Work

Blogging and other platforms

I finally got round to reading that Wired article that everyone’s been talking about. The one where they said:

Thinking about launching your own blog? Here’s some friendly advice: Don’t. And if you’ve already got one, pull the plug.

And I agree. Sort of.

What the article identified is a shift towards seeing the web as offering myriad ways to communicate and participate.

I enjoy reading blogs and I like having the opportunity to comment. But for most of the blogs that I read, their authors also have a Twitter stream, their photos are on Flickr, they stream video to Qik (amongst other things). And this content is becoming more valuable to me than the stuff on their blogs. It’s valuable because it’s instant and it allows me to participate in a conversation much more easily.

Platforms

I was wondering the other day why it is I don’t religiously scan my Google Reader subscriptions every lunchtime anymore (see?).
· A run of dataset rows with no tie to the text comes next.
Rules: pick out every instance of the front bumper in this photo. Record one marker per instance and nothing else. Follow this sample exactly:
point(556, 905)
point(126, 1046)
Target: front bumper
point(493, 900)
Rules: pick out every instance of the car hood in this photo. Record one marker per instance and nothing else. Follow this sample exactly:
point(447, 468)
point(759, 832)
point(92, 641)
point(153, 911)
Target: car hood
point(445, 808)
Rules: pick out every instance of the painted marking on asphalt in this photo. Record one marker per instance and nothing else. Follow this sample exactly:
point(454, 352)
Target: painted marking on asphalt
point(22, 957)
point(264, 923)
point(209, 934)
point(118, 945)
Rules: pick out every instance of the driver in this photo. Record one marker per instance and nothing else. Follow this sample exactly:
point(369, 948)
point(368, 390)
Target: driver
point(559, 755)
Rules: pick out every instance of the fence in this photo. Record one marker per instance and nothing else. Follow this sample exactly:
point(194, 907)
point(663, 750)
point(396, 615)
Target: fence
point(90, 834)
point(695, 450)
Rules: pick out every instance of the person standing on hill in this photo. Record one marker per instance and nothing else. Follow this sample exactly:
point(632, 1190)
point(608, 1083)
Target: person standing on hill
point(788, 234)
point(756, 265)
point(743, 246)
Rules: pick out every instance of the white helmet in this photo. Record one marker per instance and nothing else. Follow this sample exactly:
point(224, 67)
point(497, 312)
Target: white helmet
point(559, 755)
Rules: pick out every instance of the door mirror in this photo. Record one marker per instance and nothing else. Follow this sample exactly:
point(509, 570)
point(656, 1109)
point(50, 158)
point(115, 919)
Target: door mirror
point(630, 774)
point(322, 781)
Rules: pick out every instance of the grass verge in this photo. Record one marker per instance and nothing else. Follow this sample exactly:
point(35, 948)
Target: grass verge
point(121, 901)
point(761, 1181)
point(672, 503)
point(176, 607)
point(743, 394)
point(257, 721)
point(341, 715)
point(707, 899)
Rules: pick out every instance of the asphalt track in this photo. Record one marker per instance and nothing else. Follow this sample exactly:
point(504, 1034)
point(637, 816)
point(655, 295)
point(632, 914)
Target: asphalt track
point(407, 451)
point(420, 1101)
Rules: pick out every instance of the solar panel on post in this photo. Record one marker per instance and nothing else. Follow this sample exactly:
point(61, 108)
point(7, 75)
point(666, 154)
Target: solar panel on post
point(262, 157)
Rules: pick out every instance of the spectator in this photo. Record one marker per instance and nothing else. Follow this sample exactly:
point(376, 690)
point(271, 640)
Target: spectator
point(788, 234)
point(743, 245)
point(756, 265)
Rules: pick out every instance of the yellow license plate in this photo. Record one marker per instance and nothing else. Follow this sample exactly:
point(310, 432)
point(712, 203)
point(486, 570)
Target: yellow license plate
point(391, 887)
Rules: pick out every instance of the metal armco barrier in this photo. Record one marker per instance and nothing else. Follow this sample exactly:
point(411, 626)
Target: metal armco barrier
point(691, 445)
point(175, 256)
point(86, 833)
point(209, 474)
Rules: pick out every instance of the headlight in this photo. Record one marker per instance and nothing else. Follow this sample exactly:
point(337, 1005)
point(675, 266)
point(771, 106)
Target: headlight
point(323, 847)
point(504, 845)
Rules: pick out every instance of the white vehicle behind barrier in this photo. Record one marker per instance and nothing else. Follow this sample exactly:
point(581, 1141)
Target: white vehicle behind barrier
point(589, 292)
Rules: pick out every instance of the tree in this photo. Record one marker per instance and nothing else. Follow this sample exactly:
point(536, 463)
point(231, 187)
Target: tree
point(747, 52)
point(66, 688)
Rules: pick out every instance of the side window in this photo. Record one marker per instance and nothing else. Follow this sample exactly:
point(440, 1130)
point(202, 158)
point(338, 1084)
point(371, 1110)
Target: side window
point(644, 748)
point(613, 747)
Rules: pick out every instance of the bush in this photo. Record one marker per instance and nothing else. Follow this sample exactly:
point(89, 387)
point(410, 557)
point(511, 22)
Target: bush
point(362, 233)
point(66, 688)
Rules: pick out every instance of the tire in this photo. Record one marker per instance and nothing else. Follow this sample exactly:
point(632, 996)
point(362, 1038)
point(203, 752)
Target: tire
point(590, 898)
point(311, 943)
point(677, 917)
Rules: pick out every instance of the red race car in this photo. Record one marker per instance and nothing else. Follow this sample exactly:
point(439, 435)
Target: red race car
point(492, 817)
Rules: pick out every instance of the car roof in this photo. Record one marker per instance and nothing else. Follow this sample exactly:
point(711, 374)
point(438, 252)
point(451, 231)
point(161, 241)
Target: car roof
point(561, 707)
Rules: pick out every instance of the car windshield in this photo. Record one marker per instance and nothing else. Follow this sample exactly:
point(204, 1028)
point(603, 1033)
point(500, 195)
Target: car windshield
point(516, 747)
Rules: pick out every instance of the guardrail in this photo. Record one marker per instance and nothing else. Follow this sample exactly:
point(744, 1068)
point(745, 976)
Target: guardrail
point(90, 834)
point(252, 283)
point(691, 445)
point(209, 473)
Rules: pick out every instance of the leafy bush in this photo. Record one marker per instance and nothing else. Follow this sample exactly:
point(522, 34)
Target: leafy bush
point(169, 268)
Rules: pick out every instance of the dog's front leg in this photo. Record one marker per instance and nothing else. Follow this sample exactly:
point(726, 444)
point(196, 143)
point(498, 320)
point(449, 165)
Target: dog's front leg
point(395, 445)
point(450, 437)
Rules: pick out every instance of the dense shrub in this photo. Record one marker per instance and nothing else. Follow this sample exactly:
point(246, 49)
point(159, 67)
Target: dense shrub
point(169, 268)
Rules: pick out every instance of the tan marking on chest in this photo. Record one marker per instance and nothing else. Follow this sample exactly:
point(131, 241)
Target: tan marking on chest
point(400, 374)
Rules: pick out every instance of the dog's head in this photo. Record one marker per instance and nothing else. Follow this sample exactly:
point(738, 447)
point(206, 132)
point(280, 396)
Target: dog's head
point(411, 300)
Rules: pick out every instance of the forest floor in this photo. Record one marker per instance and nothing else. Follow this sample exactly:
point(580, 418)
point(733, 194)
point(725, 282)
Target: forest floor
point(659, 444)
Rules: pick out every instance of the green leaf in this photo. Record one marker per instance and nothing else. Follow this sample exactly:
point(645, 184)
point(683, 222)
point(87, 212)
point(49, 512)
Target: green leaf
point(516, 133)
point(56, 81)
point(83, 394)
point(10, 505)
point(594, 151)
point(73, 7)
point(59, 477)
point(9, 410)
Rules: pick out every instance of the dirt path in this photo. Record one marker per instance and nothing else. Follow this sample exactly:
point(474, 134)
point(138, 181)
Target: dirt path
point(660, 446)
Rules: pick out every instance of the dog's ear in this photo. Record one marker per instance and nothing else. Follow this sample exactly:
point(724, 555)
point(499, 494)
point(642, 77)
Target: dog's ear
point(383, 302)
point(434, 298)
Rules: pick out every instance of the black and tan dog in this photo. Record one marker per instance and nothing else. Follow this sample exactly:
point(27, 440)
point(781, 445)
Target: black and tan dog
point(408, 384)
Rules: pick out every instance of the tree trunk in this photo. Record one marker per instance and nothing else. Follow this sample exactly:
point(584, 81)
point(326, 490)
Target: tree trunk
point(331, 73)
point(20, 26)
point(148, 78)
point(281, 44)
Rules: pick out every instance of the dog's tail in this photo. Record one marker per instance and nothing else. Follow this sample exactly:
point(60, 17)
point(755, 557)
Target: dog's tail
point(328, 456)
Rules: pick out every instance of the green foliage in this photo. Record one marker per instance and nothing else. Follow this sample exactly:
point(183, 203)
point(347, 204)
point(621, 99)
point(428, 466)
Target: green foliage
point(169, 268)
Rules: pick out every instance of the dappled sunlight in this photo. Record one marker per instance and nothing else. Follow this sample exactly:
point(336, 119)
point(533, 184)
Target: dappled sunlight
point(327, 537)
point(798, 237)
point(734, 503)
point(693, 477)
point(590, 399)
And I’ve come to realise it’s partly because I’m already getting updates and ideas and comments from the bloggers I’m subscribed to from their other web activity.

This is not to say that blogging is dead but we’re in an age of platforms now. Where we are no longer identified by our blog but by the sum of our web activity. It’s what FriendFeed attempts to facilitate – although it’s worth noting that the way FriendFeed is designed can make an entire feed of one person’s web activity appear overwhelming.

For me, I feel a redesign of this blog coming on to truly reflect my web activities on the platforms I currently describe as ‘Social habits’.